On September 1, 2011, Hyam I. Levitsky, M.D., a member of the executive committee of the CRI Cancer Immunotherapy Consortium, was named head of cancer immunology experimental medicine at Roche, one of the world’s largest pharmaceutical companies. With the position, Dr. Levitsky will also retain his laboratory and academic appointment at The Johns Hopkins University, a novel arrangement that he hopes will give him a unique platform to advance the development of new cancer immunotherapeutics.
CRI: What’s new about this position?
Dr. Levitsky: This is the first time that Roche has formally established a cancer immunology and immunotherapy research and development program within its structure. It’s a signal that they’re committed to growing this area of research, and that they see the potential it has to help patients. This opportunity also reflects a larger trend among biotechs and pharmaceutical companies—it used to be that commercial entities wouldn’t take a call from an immunologist, and now our email inboxes are full each day with requests from them.
CRI: How does immunotherapy fit within Roche’s overall research and development program?
Dr. Levitsky: Other sections under the Oncology Discovery and Translation Area (DTA) focus on anti-angiogenesis, small molecule inhibitors of the p53 pathway, apoptosis, signal transduction, and the tumor microenvironment. There’s a lot of collaboration and cross-disciplinary communication between the groups. From a biological perspective, these strategies are not distinctly separate from one another; they co-exist within the larger biological system, so they’re not taken as completely separate from an organizational perspective at Roche. In terms of where cancer immunology and immunotherapy falls in the mix, it’s definitely a growth sector.
CRI: Roche’s investment in anti-tumor immune response technology?

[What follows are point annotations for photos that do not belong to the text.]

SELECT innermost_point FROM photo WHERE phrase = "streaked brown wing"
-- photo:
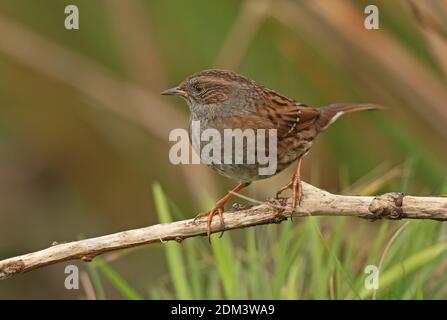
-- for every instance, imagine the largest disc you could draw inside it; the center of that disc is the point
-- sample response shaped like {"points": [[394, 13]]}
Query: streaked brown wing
{"points": [[288, 116]]}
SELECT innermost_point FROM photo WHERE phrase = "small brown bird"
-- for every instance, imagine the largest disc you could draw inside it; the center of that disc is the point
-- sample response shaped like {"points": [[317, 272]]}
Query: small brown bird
{"points": [[222, 99]]}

Dr. Levitsky: My organization within Roche, Pharma Research and Early Development (pRED), has invested in antibody engineering, not only for use of monoclonal antibodies in the established ways of delivering cell-killing agents to tumors or interrupting cell signalling pathways, but also as ways to engage and manipulate the immune system’s response to tumors.
Roche has a team in Schlieren, Switzerland, that can rapidly create and select monoclonal antibodies of any specificity (including multiple specificities), adjust for affinity, half life, extent of Fc receptor binding, etc. These tools enable an unprecedented level of control over the tumor microenvironment and the local host immune response. Our imaginations are now the major limitation to what can be done. Everything is on the table right now on how to exploit this for anti-cancer therapy, including targeting and manipulation of the tumor vasculature and stroma, as well as sending in tumor-targeting monoclonal antibodies that deliver immune signals like cytokines, chemokines, or neutralization of inhibitory molecules.
Another major investment is Roche’s partnership with the “Netherlands Hub,” an in vivo imaging consortium of academic and commercial interests driving the science of imaging technology to characterize the immune response in living patients versus biopsies and blood samples. The advances in imaging technologies could be a game changer for the field.
CRI: Where does Roche stand in terms of cancer vaccine development?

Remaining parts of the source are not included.